Anexos
55
[T2] Folha de S. Paulo, 21.09.06, 515 palavras
Rede de impunidade
LULA PERDEU CHANCES QUE TEVE PARA ACABAR COM O MODO DE AÇÃO
AUTORITÁRIO E CORRUPTO DE GRUPOS PETISTAS NO GOVERNO
JORGE LORENZETTI, diretor de banco público, colaborador de uma fundação
agraciada com R$ 18 milhões em recursos federais e churrasqueiro presidencial, era
“analista de risco e mídia” da campanha de Luiz Inácio Lula da Silva; Oswaldo Bargas, ex-
secretário do Ministério do Trabalho que, segundo “Época”, formou dupla com Lorenzetti
para oferecer à revista um dossiê contra os tucanos, atuava no programa de governo.
Ricardo Berzoini, ex-ministro que só anteontem se lembrou de que fora avisado da
negociação com o semanário, preside o PT e chefiava a campanha à reeleição. Expedito
Veloso, o mais novo personagem do enredo, deixou ontem a diretoria de Gestão de Riscos
do Banco do Brasil.
Esse é, passado o momento inicial da chamada crise do dossiê, o primeiro esboço
do “dispositivo” petista posto em marcha na tentativa de comprar informações contra
adversários. A responsabilidade de Berzoini, demitido ontem da coordenação da campanha,
não desaparece quando diz que desconhecia o conteúdo da conversa de um subordinado
com a imprensa. Se soube do encontro, mas não procurou informar-se do assunto a ser
abordado, no mínimo se omitiu.
Conceda-se a Berzoini em um ponto. Dentro do grande mapa das falcatruas em que
seus correligionários foram flagrados ao longo do governo Lula, a alegação do presidente
petista de que não sabia de nada ganha sentido. Do mesmo modo que o presidente da
República diz ignorar o que ocorria nos gabinetes vizinhos, as arapongagens de
subordinados teriam passado ao largo do chefe da campanha do PT.
Tanta desinformação poderia soar a descontrole. A repetição “ad nauseam” dos
desmandos, no entanto, vai revelando uma certa ordem no caos aparente. Nessa lógica, a
ignorância a respeito do que se faz nos escalões inferiores do partido e do governo
interessa aos chefes hierárquicos.
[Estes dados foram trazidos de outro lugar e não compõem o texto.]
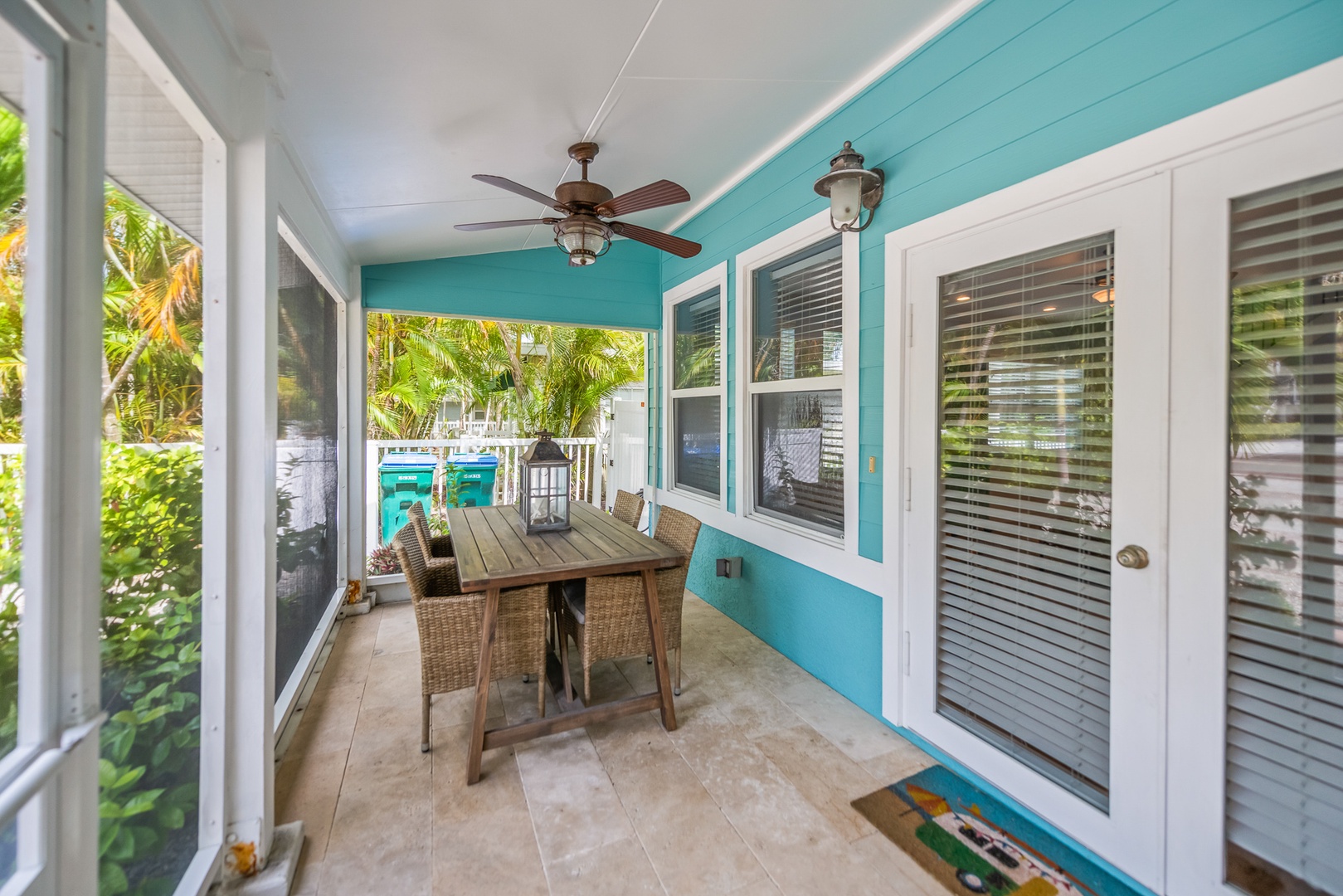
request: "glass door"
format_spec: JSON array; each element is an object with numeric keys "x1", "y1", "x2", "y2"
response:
[
  {"x1": 904, "y1": 178, "x2": 1169, "y2": 891},
  {"x1": 1169, "y1": 110, "x2": 1343, "y2": 896}
]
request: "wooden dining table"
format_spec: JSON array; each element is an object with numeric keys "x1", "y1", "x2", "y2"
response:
[{"x1": 447, "y1": 501, "x2": 688, "y2": 785}]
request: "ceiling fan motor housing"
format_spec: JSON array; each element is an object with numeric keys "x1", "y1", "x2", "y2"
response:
[{"x1": 555, "y1": 180, "x2": 612, "y2": 210}]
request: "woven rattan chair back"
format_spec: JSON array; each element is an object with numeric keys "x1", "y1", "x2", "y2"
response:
[
  {"x1": 392, "y1": 523, "x2": 549, "y2": 751},
  {"x1": 611, "y1": 489, "x2": 644, "y2": 529}
]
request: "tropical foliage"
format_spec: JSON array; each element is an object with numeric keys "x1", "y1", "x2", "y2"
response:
[
  {"x1": 0, "y1": 103, "x2": 202, "y2": 442},
  {"x1": 368, "y1": 314, "x2": 644, "y2": 439},
  {"x1": 0, "y1": 101, "x2": 202, "y2": 896},
  {"x1": 0, "y1": 445, "x2": 202, "y2": 896}
]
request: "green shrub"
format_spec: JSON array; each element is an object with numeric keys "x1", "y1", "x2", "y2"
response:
[{"x1": 0, "y1": 446, "x2": 202, "y2": 896}]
O nada saber é o mecanismo que inibe que a “queda de
um aparelho” venha a comprometer toda a organização.
Táticas herdadas da guerrilha urbana, solidariedades forjadas em décadas de luta
entre grupos sindicais e acesso facilitado aos cofres e aos contratos públicos -aos
financiadores da política, portanto- se amalgamam para formar a rede “lulo-petista”. Os
grupos se movem com relativa autonomia, parecem fazer o que bem entendem,
conspurcam as fronteiras entre Estado e partido, mas estão todos conectados entre si a
sustentar um projeto de permanência no poder.
Lula teve várias oportunidades para liquidar esse submundo corrupto e autoritário
instalado na máquina federal; teve meios para patrocinar depuração radical em seu partido.
A imposição de uma derrota cabal ao modo “companheiro” de gerir o Estado era necessária.
Mas o presidente preferiu o despiste e a acomodação. Foi o maior patrocinador da
impunidade, alimento da desfaçatez que levou um grupo de “companheiros” a tentar
comprar delações com dinheiro sujo em plena reta final da campanha.
Agiu bem o TSE ao abrir investigação sobre o caso do dossiê. O melhor antídoto
contra a delinqüência em rede é o estabelecimento das responsabilidades de cada um -o
que o tribunal tem todas as condições de fazer.